Link Elements Not Correctly Validated

[sprankhub]

When using this module, a tags are not correctly validated any more. If the module is disabled, <a href="https://www.google.de" asdsadds="asdasddsa">link</a> will be replaced with <a href="https://www.google.de">link</a> when the editor is toggled, because asdsadds is obviously not a valid attribute. However, when the module is enabled, the invalid attribute asdsadds will be kept and not stripped. This happens, because in the following line, many new allowed tags are added, which all allow all attributes:

magento2-wysiwyg-svg/src/Plugin/AllowSvgInWysiwyg.php

Line 36 in 9c389b1

$settings['extended_valid_elements'] = $extendedSettings . implode(',', $this->buildExtendedValidElements());

The following is added to extended_valid_elements:

svg[*],a[*],animate[*],animateMotion[*],animateTransform[*],circle[*],clipPath[*],defs[*],desc[*],ellipse[*],feBlend[*],feColorMatrix[*],feComponentTransfer[*],feComposite[*],feConvolveMatrix[*],feDiffuseLighting[*],feDisplacementMap[*],feDistantLight[*],feFlood[*],feFuncA[*],feFuncB[*],feFuncG[*],feFuncR[*],feGaussianBlur[*],feImage[*],feMerge[*],feMergeNode[*],feMorphology[*],feOffset[*],fePointLight[*],feSpecularLighting[*],feSpotLight[*],feTile[*],feTurbulence[*],filter[*],foreignObject[*],g[*],image[*],line[*],linearGradient[*],marker[*],mask[*],metadata[*],mpath[*],path[*],pattern[*],polygon[*],polyline[*],radialGradient[*],rect[*],set[*],stop[*],style[*],switch[*],symbol[*],text[*],textPath[*],title[*],tspan[*],use[*],view[*]

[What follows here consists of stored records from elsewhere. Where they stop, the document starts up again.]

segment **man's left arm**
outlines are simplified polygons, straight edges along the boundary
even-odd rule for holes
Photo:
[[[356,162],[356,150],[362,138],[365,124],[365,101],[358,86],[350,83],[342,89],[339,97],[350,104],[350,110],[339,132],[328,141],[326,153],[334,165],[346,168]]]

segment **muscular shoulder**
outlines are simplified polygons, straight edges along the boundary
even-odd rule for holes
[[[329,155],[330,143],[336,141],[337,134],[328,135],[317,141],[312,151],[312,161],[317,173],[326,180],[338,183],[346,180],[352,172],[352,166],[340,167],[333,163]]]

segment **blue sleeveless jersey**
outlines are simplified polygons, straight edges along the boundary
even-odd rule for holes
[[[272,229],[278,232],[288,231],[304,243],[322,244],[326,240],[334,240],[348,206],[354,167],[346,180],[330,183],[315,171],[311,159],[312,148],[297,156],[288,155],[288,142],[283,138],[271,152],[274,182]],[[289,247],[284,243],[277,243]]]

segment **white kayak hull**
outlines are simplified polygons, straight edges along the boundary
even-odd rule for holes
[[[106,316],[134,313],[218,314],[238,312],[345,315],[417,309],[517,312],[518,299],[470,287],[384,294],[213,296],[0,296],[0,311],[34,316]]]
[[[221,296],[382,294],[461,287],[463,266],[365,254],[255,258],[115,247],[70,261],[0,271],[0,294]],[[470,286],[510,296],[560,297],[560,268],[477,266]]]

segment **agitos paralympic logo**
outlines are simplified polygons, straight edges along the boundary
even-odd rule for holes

a[*] says that all attributes on the a tag should be allowed. This is probably not what you want to do, @Vinai?

[Vinai]

No, it's not. It is used to allow a tags including any nested tags. Thanks for opening the issue, I'll need to refine the valid elements patterns. Not sure when I'll be able to get around to it yet.